Some spoilers are below.

A young girl's sudden death in the town of Derry brings Mike Hanlon to call the other six members of his childhood "Loser's Club," a group of children that developed deep friendship in the midst of family trauma, frequent bullying, and appearances by a mysterious clown figure.  As kids, they faced the entity and forced it into retreat, promising to return to Derry if needed to make sure It never kills any more children, the deaths of which were ignored by the adults of the town as with the more human antagonists they dealt with.  Amnesia blocked off memories of what occurred all those years ago, and as the Loser's Club reunited, the clown toys with them and revisits some of their childhood fears.


Intellectual Content

Again, the seemingly ancient special effects boundaries of 1990 severely impact the degree to which the ultimately eldritch aspects of Pennywise can be explored aesthetically.  What makes it into the miniseries is mostly dialogue that lightly, sporadically touches upon the supernatural nature of Derry's scourge, a being that the young Bill says has to give itself a physical form to feed, meaning it would otherwise be immaterial--something related to what one of the children initially thinks (assumes) is impossible, confusing empirical probability or reality with the even more fundamental logical possibility.  The deadlights from within It, inducing a catatonic or "insane" state of mind, do not visually radiate the Lovecraftian elements that they conceptually entail.
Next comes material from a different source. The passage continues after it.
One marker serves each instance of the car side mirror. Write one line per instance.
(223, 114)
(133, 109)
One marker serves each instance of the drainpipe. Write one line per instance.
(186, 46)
Likewise, the spider form of It in the final confrontation, which is supposed to be the closest thing that humans can perceive to Pennywise's core physical "form," pales in comparison to the book's ending that, together with the ending of the novel Revival, suggests there are multiple Pennywise-type beings that have spider-like manifestations in Stephen King's multiverse, with Mother being far more objectively worthy of terror than It.  In a smaller manner, the miniseries does still include bouts of bizarre sensory experiences that brush up against how much of what the senses perceive in everyday life is already absolutely involuntary, arbitrary, and unverifiable beyond the veil of subjectivity (as opposed to logical necessities about the senses or what would or would not follow from certain ideas about the material world).  It just utilized them less effectively than the more recent adaptation.


Conclusion

Falling far short of the wild nature of its literary source material and the greatly heightened quality of the 2017/2019 cinematic reboot, the 1990's miniseries of It is very abbreviated, leaving out core parts of lore from the books.  This would not be particularly bad, or negative at all, if the story threads that were incorporated did not tend to be minimally explored.  The very hit or miss acting only makes the plot execution stumble all the more, whether with the child cast or their adult counterparts.  The deadlights and the Lovecraftian nature of Pennywise call for more than what this now decades-old series could offer.  In its best moments, the calm warmth or desperation of the Loser's Club is what stands out as sincere and competent.


Content:
 1.  Violence:  Most violence is implied or takes place offscreen, such as with Georgie losing his arm to Pennywise, but some blows are shown in non-graphic manner.
 2.  Profanity:  "Damn" and "bastard" are infrequently used.